# Gypsies..



## rayrecrok (Nov 21, 2008)

Hi.

40 Gypsies arrive at the Pearly Gates in their Transit vans and caravans.

St Peter goes into the gatehouse and phones up God, saying. 'I've got 40 travellers here. Can I let them in?'

God says 'We are over quota on Pikeys. Go out and tell them to choose between them which are the 12 most worthy, and I will let just the dozen in.'

Less than a minute later St Peter is on the phone to God again. 'They've gone', he tells God. 

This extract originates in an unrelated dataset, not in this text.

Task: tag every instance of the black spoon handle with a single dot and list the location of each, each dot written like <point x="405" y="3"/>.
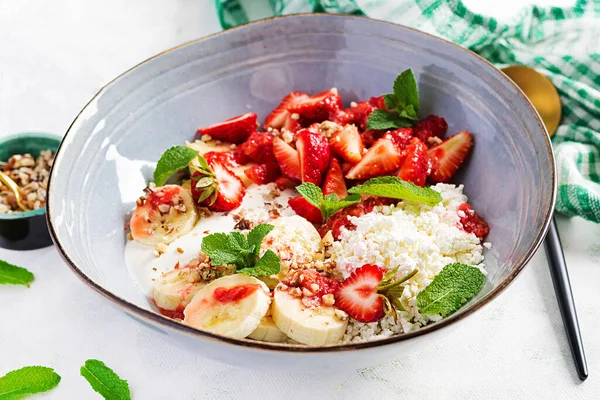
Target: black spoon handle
<point x="564" y="296"/>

'What?' says God, 'All 40 of them?'

'No, the f***ing gates'... :wink:


----------



## kaacee (Nov 29, 2008)

:lol: :lol: :lol: :lol: :lol: :lol: :lol: :lol: :lol: :lol: 

Brilliant

Keith


----------



## moblee (Dec 31, 2006)

:-# :lol: :lol: :lol: :lol: :lol:


----------



## BillCreer (Jan 23, 2010)

:lol: :lol: :lol: :lol: I think it is healthy that we can laugh at ourselves.


----------



## tonyt (May 25, 2005)

Surely you're not suggesting that they nick things?


----------



## ardgour (Mar 22, 2008)

At last a positive post about our ethnic brothers and sisters - by removing the elitist barrier to free entry they have increased the access for all of us :wink:


----------